During 2018-2019, the Big Ideas Contest added a 60-90 second pitch video to the application requirements in the full proposal round. The pitch video was based on the Y-Combinator Application Video model, which is seen as the gold standard in the startup space.This added element was an opportunity for teams to introduce themselves, explain what they are doing and why, and detail anything else they want judges to know about the team or the project. The YC style format requires that teams speak directly to the camera, leaving out all production aspects (such as music, effects, images, slides, “post-production wizardry,” etc.). This approach forces students to speak about their project in a straightforward, clear, and concise manner. Because this was a new element in the 2018-2019 Contest, the Big Ideas team devoted a portion of the Full Proposal Writing Workshop to focus on best practices for pitch videos.

During the Pitch Video Development workshop, the Big Ideas team began with an overview of common elements of a pitch. In addition to introducing the team, problem, and proposed innovation, the pitch should also make the case that the team has a unique value proposition and competitive advantage. After discussing these elements, the Big Ideas team showed three sample videos from Y-Combinator and led a discussion around their strengths and weaknesses. While this was the first year teams were asked to prepare pitch videos, the Big Ideas team has been helping students with their pitches for years. Based on this experience, the following tips were shared: 1) start strong (hook the viewer), 2) know your audience, and 3) be authentic, avoid technical jargon, and demonstrate your passion for your idea. At the end of the workshop, after watching the sample videos and going over the tips, the students indicated that they felt more confident about their ability to create a pitch video for their Big Idea.

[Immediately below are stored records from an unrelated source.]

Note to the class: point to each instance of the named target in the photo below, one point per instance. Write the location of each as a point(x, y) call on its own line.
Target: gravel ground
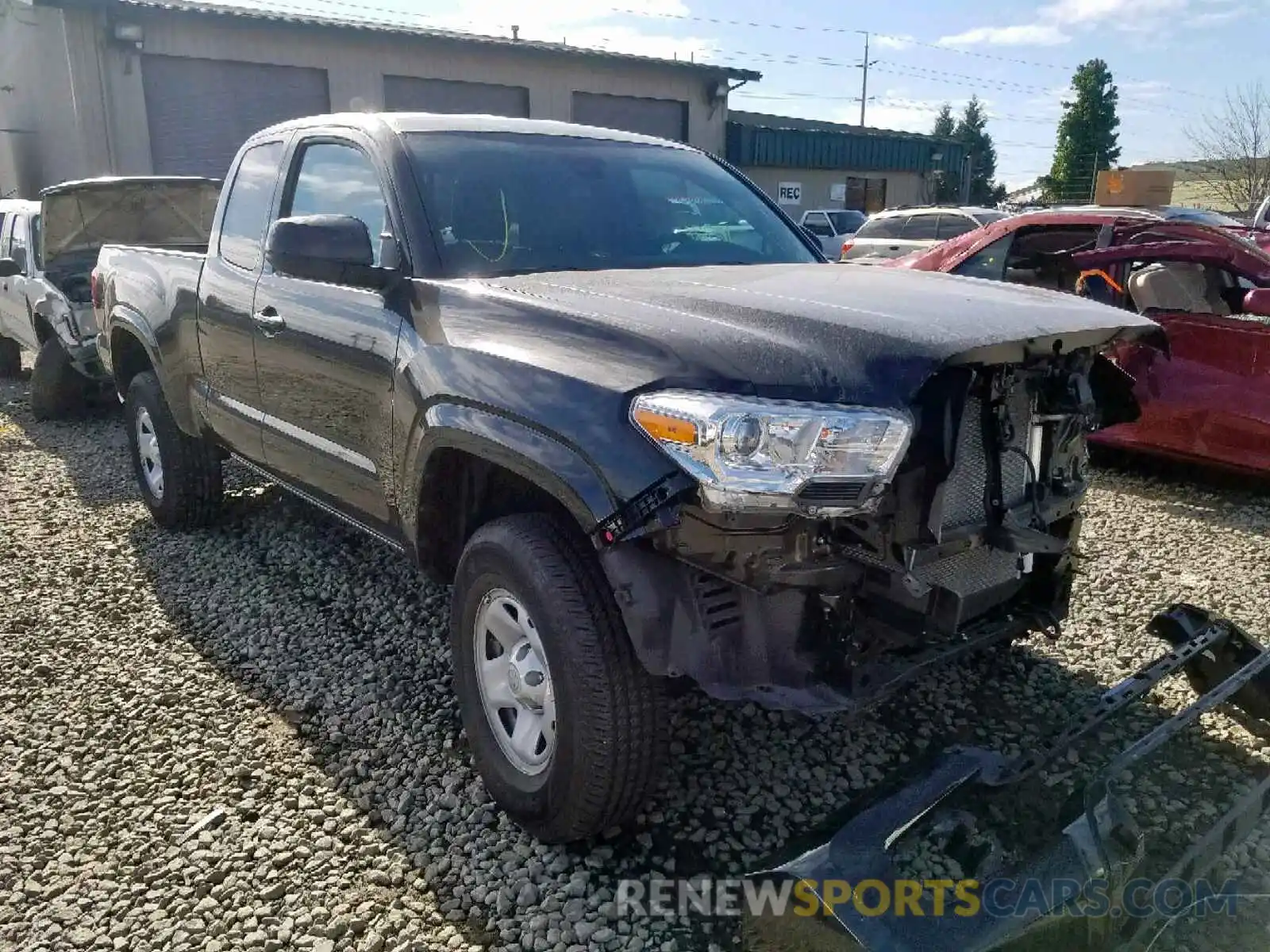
point(244, 738)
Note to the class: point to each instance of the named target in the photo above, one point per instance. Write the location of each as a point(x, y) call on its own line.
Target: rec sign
point(789, 194)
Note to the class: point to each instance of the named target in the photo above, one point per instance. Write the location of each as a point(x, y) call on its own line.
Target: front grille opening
point(832, 492)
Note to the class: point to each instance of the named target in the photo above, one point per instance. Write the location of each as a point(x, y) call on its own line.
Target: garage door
point(201, 111)
point(667, 118)
point(455, 98)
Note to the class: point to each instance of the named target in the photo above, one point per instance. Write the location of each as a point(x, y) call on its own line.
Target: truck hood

Legal Entity Formation (Spring 2019)

As Big Ideas teams move through the Contest and their social ventures mature, the issue of legal formation becomes increasingly important. Teams must determine whether they are ready to incorporate as a legal entity. At this critical juncture, it is essential that teams understand the incorporation process and the benefits and drawbacks of registering as a 501(c)(3), for-profit, or benefit corporation. Big Ideas partnered with Startup@Berkeley Law to offer this workshop on Legal Entity Formation. Startup@BerkeleyLaw delivers dynamic programming for law students, entrepreneurs, and investors on current and emerging issues facing early stage companies. In the workshop, Jennifer Barnette (Cooley LLP) and Jesse Finfrock (Morrison & Foerster LLP) presented a legal primer that helped students think critically about which legal entity option is best for their social innovation project and/or venture.

The Legal Entity Formation workshop blended an overview of different legal entity options with candid insights into the pros/cons of each. The workshop leads were experienced coaching early-stage companies and startup founders through the incorporation process. They recognized that social entrepreneurs often incorrectly assume that they either must or should incorporate as a non-profit. They dispelled this myth by discussing how a for-profit can still be mission-driven and highlighted the additional regulatory elements that come with incorporating as a non-profit. Given the range of projects in attendance, the workshop leads were sure to leave plenty of time for Q&A.